Employee engagement is the Holy Grail that most employers are searching for in order to have everyone in the team working to their full potential – contributing to a productive workforce, delivering meaningful outcomes, creating a happier workplace, and delivering a better bottom line. Sadly, the statistics aren’t great. If we look at 2022 data from Gallup (the global authority on all things related to employee engagement), only 23 per cent of our workforce accounts for engaged employees. Th
The disgruntled and actively disengaged category represents 18 per cent; and the fence-sitting, quietly quitting, unengaged group accounts for a whopping 59 per cent.
The cost of untapped potential
Imagine having a team of 10 rowers on your boat, with three people rowing their heart out, five just sitting with their arms crossed adding dead weight, and two people rowing in the opposite direction. How fast do you reckon your boat can go?
If this rowing team represented the entire workforce around the world, the impact of the fence-sitters on the global economy is a staggering $8.8 trillion or 9 per cent of the global GDP. That’s a lot! So, how can we tap into this underutilized potential of the team? The good news is, it’s easier than you think.
Work on the right individuals
Reviewing the Gallup trends over the last 15 years highlights the issue in black and white. We’ve worked really hard to reduce the actively disengaged category – the disgruntled, disruptive, disenchanted. Yet, the fence-sitting, quietly quitting category has more or less remained the same over the years.
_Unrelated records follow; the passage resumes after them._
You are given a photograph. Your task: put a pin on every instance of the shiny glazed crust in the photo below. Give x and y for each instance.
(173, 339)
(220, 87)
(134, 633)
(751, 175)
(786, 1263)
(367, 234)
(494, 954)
Even though we’ve seen fairly consistent upward trends in engaged employees, it’s the overwhelming volume of the disengaged workforce that signals our greatest source of untapped potential.
Having worked across multiple companies and countries over the last 25 years, I know for a fact that the fence-sitting, quietly quitting employees are only seemingly disengaged. While you might think that these employees only turn up in body, leaving their brains behind, I’ve found that they are waiting to be discovered, leveraged and motivated.
Unlock true team potential
Below is a three-step framework that will help you to unlock the true potential of your team, leveraging the few engaged team members, involving the majority fence-sitters and ignoring the disgruntled.
Build momentum: Leverage belief and the trust of your few diligent team members. They are willing to work hard but they are getting tired, overwhelmed and on the brink of quitting or falling into the disengaged category. The main reason is that they are the only ones who have to deploy initiatives, solve problems, generate new ideas and deliver the day-to-day results. The key in this step is to involve a few quietly quitting fence-sitters into some key improvement initiatives that are led by an engaged team member. Ensure the disengaged are involved in resolving matters and are not just sitting idle – like those adding dead weight in our rowing team example.
Gain traction: Expedite results and help the team to make faster progress. I find progress to be the antidote for disengagement. When everyone gets involved and the team starts to make progress, even the quiet ones will start to feel proud of the team’s contribution. If they follow any structured problem-solving methodologies, chances are over a two-to-three-month period they would deliver exceptional results that would even surprise the engaged few. You’re starting to make a difference.
Expand followers: You cannot keep this success a secret. Leverage every possible opportunity – town hall meetings, newsletters, bulletin boards, canteen posters, team meetings – to share the team’s success. The best approach is to get the team to present, not you the leader. What you will find is that progress and positivity are infectious. Celebrate together. Soon, your quietly quitting fence-sitters cannot not become engaged. Then you can leverage them to lead more initiatives on their own, involving the next layer of fence-sitters.
The secret
The key to unlocking the team’s full potential is involving the quiet quitters. If you repeat the above cycle each quarter, within a year you’ll notice that the ship is turning faster than you expected. With the fence-sitters starting to become believers, teams will start feeling happier, more productive, better engaged and running on all six cylinders – their full potential.